Vazamento do 1º depoimento da delação de Mauro Cid convém para versão farsesca das cúpulas militares
Ilustração: Renato Aroeira (@arocartum)
Vazamento da delação do Mauro Cid é conveniente para versão farsesca das cúpulas militares
Antes de se analisar o conteúdo em si do vazamento do primeiro depoimento prestado pelo tenente-coronel do Exército Mauro Cid à PF em agosto de 2023 no contexto da delação premiada, é preciso se questionar a quem interessaria este vazamento.
E mais: a quem interessaria o vazamento justamente neste momento, se nos seus depoimentos posteriores o ex-ajudante de ordens e multi-delinquente confessou as omissões que vinha escondendo?

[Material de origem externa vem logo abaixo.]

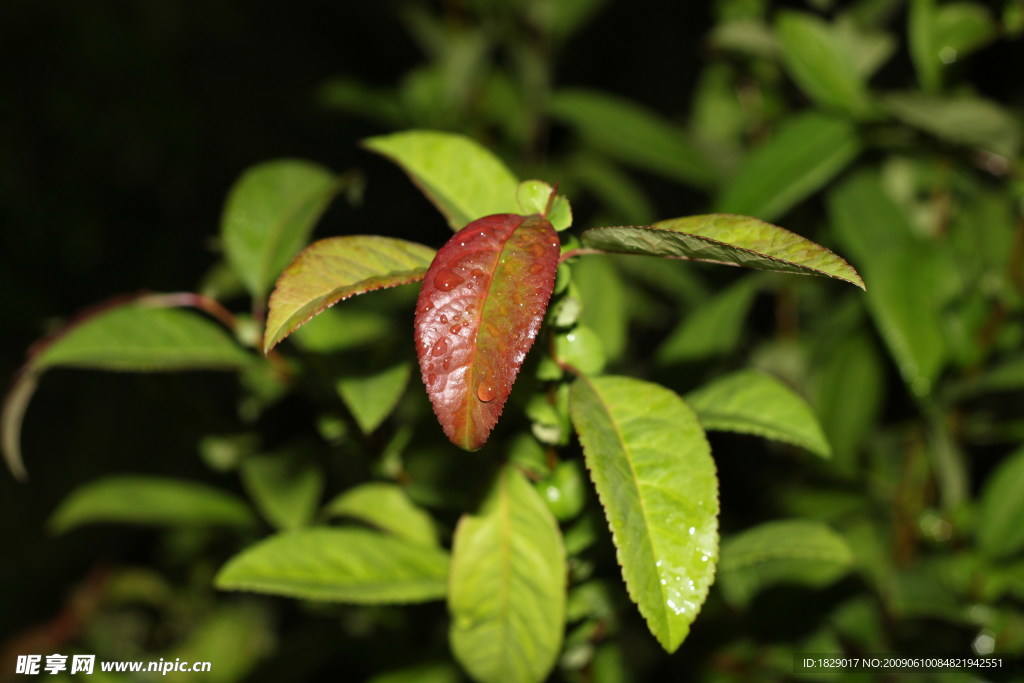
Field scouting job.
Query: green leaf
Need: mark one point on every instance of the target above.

Quem, do restrito círculo que teve acesso ao conteúdo do depoimento, pode tê-lo repassado a Elio Gaspari, jornalista de fontes militares?
Afinal, a quem mais interessaria o vazamento daquele primeiro depoimento de Cid com informações falseadas e incompletas?
Ao STF, à PGR, à PF, ou ao Comando do Exército, ao STM, ao ministro da Defesa, à família Cid? A quem, afinal?
A delação de Mauro Cid, inesperada por se tratar de um integrante das Forças Especiais do Exército [kids pretos], cujo adestramento prepara-os para suportarem as piores vicissitudes, foi decidida depois de muita meditação que envolveu a própria família do tenente-coronel e o Alto Comando do Exército.
Na ocasião, os objetivos da cúpula militar com a delação de Mauro Cid eram, em síntese, [1] o de descartar Bolsonaro, responsabilizando-o inteiramente pela tentativa de golpe; e, correlato à incriminação de Bolsonaro, [2] construir a versão farsesca de heroísmo dos comandantes militares que “salvaram a democracia” da ofensiva extremista.
Proteger a carreira e o salário polpudo dele próprio, Mauro Cid, e do seu pai, general Lorena Cid, envolvido no esquema de venda nos EUA das jóias roubadas por Bolsonaro, também seriam benefícios obtidos com a delação.
A leitura hoje daquele primeiro depoimento, agora publicizado na íntegra pelas mãos de Gaspari, confirma a descrição acima.
Ele descarregou toda culpa naquilo que classificou como “grupo de radicais”, integrado pelo general Pazzuello, major Denicole, Michelle e Eduardo Bolsonaro, Valdemar da Costa Neto, senador gaúcho Heinze, do PP, Felipe Martins e por outros, que inclusive eram “a favor de um braço armado”.
Cid isentou de responsabilidades o grupo “formado por pessoas moderadas”, segundo ele.
As pessoas supostamente sensatas que “o então Presidente mais gostava de ouvir”, integrado pelo general Freire Gomes, Comandante do Exército, general Arruda, Comandante Militar do Planalto, general Theóphilo, chefe do Comando de Operações Terrestres, e pelo general Paulo Sérgio, então ministro da Defesa.
Neste primeiro depoimento agora revelado por Elio Gaspari, Cid escondeu fatos gravíssimos, como por exemplo o plano de assassinato de Lula, Alckmin e Alexandre Moraes planejado por integrantes das Forças Especiais do Exército.
Diante das omissões e mentiras do Mauro Cid, o STF então o convocou para prestar novos depoimentos à PF, sob pena de perder os benefícios do acordo de delação.
Tais atentados planejados e executados com a mão militar, além de outros episódios que implicam diretamente altos oficiais da reserva e da ativa das Forças Armadas no golpe, principalmente do Exército, só se tornaram conhecidos graças ao avanço das investigações da PF.
É em razão disso que criminosos citados por Mauro Cid como pertencentes ao grupo de “pessoas moderadas” –os generais Theóphilo e Paulo Sérgio, por exemplo–, foram denunciados à PGR por envolvimento central na trama golpista.
Cid foi então obrigado a revelar todos os fatos testemunhados por ele, escondidos para proteger a “família militar” e os altos mandos militares envolvidos no empreendimento golpista.
O primeiro depoimento de Mauro Cid no processo de delação é uma peça extemporânea, já desmontada pela PF em relação à farsa pretendida para livrar a cara das cúpulas fardadas no golpe.
Por enquanto, 25 altos oficiais, muitos generais e ex-comandantes do Exército e da Marinha, aguardam denúncia da Procuradoria da República e severa condenação pela Suprema Corte.
Por isso, a pergunta fundamental que se coloca é: a quem interessa recolocar na ordem do dia a versão inicial do tenente-coronel Mauro Cid, e que já foi superada por outros esclarecimentos posteriores dados por ele mesmo à justiça e à polícia?